Frères et sœurs, cette parabole est quand même très subtile et extrêmement profonde. C’est la loi du rapport entre ce monde et l’autre monde. Si nous considérons qu’il y a des mathématiques, des lois économiques, des problèmes de rentabilité, qui s’établissent entre ce monde et l’autre monde, c’est-à-dire celui du Royaume, d’une certaine façon c’est que nous n’avons pas compris grand-chose. En fait, entre ce monde-ci et le monde à venir, qui fait le lien ? Il n’y a que le Christ : c’est notre foi.

C’est pour ça que la plupart du temps nous préférons croire à l’immortalité de l’âme, parce qu’on se dit : « Au moins, ce que j’ai acquis de ce côté, ça va tenir de l’autre ». Mais c’est encore une vision calculée de notre avenir dans les mains de Dieu. C’est une vision calculée parce que nous pensons qu’à ce moment-là, c’est nous qui allons dire à Dieu : « Voilà ce que je suis, alors, qu’est-ce que Tu me donnes ? » Mais à partir du moment où on meurt, au moment du plus grand abandon, on ne peut pas réclamer, on ne peut pas demander, on ne peut pas dire : « Je veux plus que le voisin, qui n’est jamais allé à la messe, et qui n’a jamais rien donné au denier du culte ! ».

Vous allez me dire que c’est désespérant : vidons les églises ! Nous faisons semblant de prendre des assurances, et en réalité nous n’en avons aucune. Mais précisément, nous n’en avons aucune ! Ou plus exactement, nous n’en avons qu’une : c’est le fait que Dieu nous dit : « Chaque homme, quel qu’il soit, Je l’accueillerai. Et la façon même dont Je lui donnerai d’entrer dans la vie éternelle, c’est Moi ». C’est peut-être pour cela qu’il nous est si difficile de penser le problème de notre avenir au-delà de la mort, car nous n’en avons pas les clefs. C’est le Christ qui en a la clef. Le grand transformateur entre ce monde-ci et le monde à venir, c’est Lui : « Je suis la résurrection et la vie ».

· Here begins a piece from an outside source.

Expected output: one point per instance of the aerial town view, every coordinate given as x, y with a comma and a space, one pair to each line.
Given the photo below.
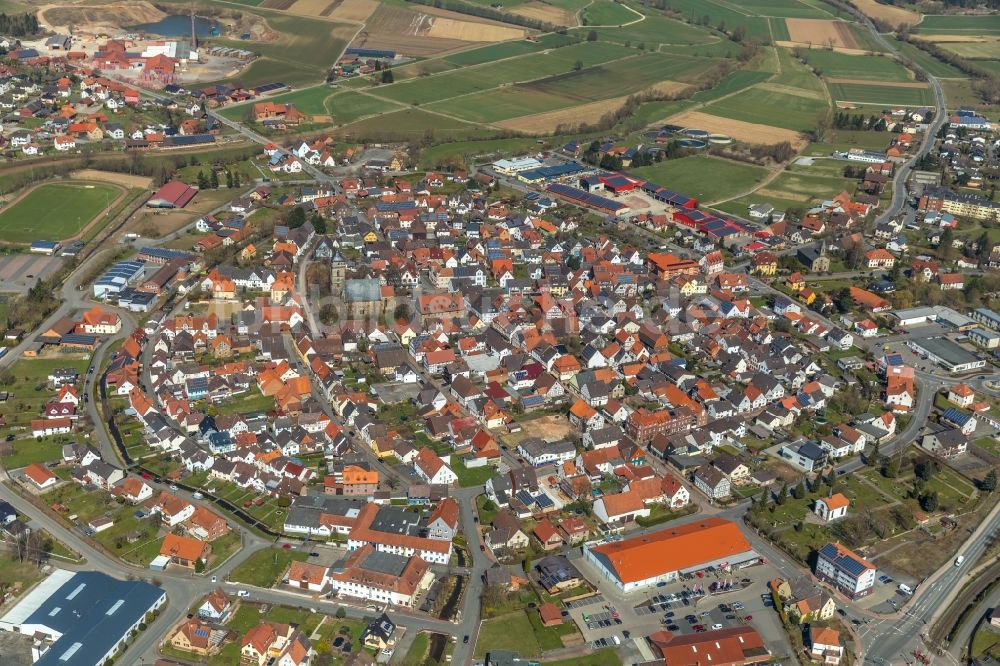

Frères et sœurs, c’est ça qui nous est livré à méditer aujourd’hui. Et c’est magnifique. Que voulez-vous, nous sommes tous ici pécheurs – pas la peine de penser que nous avons acquis des vertus incroyables qui font que nous sommes inspirés pour aller à la messe ! Le cœur même du problème : est-ce que nous sommes vraiment ouverts au plus intime de nous-mêmes, pour nous dire : « Ce que nous allons devenir, au-delà de la mort, nous n’y pouvons rien ; mais simplement, quand on tombe dans les mains de Dieu, un denier, un demi-denier, quinze deniers, peu importe, c’est Dieu qu’on reçoit ».

Tel est le secret de cette parabole. Tout le monde reçoit un denier, tout le monde reçoit le Christ dans le mystère de sa résurrection. Il n’y a qu’une vocation pour l’humanité tout entière, c’est d’entrer dans cette vie, ou dans ce mystère de la transformation de notre propre vie par le regard et la bonté de Celui qui nous a créés.